The traditional NMS algorithm sorts according to the matching degree score of each candidate frame, continuously finds the candidate frame with the highest matching degree score, traverses other candidate frames, deletes the candidate frame with the coincidence rate exceeding the filtering threshold, and has low execution efficiency. According to the method, the candidate frames in the image are subjected to de-duplication through maximum pooling, the position information of the arrangement of the pixel points is reserved, the pixel points do not need to be sequenced, all repeated candidate frames can be removed only by traversing the pixel points once, the image to be processed after the repeated candidate frames are removed is obtained, the execution efficiency is greatly improved, and the candidate frame de-duplication can be quickly performed on the image.
The image processing method in the first embodiment obtains the maximum pooling step length and the pooling window size according to a given filtering threshold; obtaining the matching degree score of each pixel point of the image to be processed and a target; and according to the matching degree score of each pixel point of the image to be processed, performing maximum pooling on the image to be processed according to the pooling step length and the pooling window size to obtain the image to be processed without the repeated candidate frame. The image processing method according to the first embodiment performs deduplication on candidate frames in an image through maximum pooling, retains position information of pixel point arrangement, does not need to sequence pixel points, can remove all repeated candidate frames only by traversing the pixel points once, obtains a final result, greatly improves execution efficiency, and achieves rapid deduplication of the candidate frames of the image according to matching degree scores of the pixel points.
Example two
Fig. 4 is a structural diagram of an image processing apparatus according to a second embodiment of the present invention. The image processing apparatus 10 is applied to a computer apparatus. The image processing apparatus 10 performs frame candidate deduplication on images to be processed by maximum pooling. The image processing apparatus 10 may be applied to target detection, for example, in face detection of various video monitoring scenes (such as intelligent transportation, access control system, city security, etc.), and is used to perform candidate frame deduplication on a monitored image.
As shown in fig. 4, the image processing apparatus 10 may include: a first acquisition unit 401, a second acquisition unit 402, a pooling unit 403.
A first obtaining unit 401, configured to obtain a pooling step size and a pooling window size of a maximum pooling according to a given filtering threshold.

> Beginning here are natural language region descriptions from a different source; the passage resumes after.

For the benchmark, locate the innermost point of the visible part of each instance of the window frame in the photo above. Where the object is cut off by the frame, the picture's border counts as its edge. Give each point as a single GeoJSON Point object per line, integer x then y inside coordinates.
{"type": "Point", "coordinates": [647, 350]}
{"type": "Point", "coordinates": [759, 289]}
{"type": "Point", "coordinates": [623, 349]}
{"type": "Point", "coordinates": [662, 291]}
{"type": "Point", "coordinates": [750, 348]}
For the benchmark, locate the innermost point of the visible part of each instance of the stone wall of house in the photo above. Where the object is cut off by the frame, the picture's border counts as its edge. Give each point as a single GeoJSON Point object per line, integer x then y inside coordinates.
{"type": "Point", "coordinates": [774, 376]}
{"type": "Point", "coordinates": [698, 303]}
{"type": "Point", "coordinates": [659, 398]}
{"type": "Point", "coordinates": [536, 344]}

The filtering threshold is a threshold of a coincidence rate set for a candidate frame when a non-maximum suppression (NMS) algorithm is used to perform deduplication on the candidate frame in an image. If the coincidence rate of the two candidate frames is greater than the filtering threshold, the two candidate frames are considered as repeated candidate frames, and the candidate frames with lower scores (namely the candidate frames with lower probability of belonging to the target) are filtered. The filtering threshold may be set by a user, for example, based on empirical values, or may be a default for the system.
A calculation formula (see fig. 2) of the filtering threshold and the maximum pooled pooling step size and the pooling window size may be established, and the maximum pooled pooling step size and the pooling window size corresponding to a given filtering threshold may be calculated according to the calculation formula.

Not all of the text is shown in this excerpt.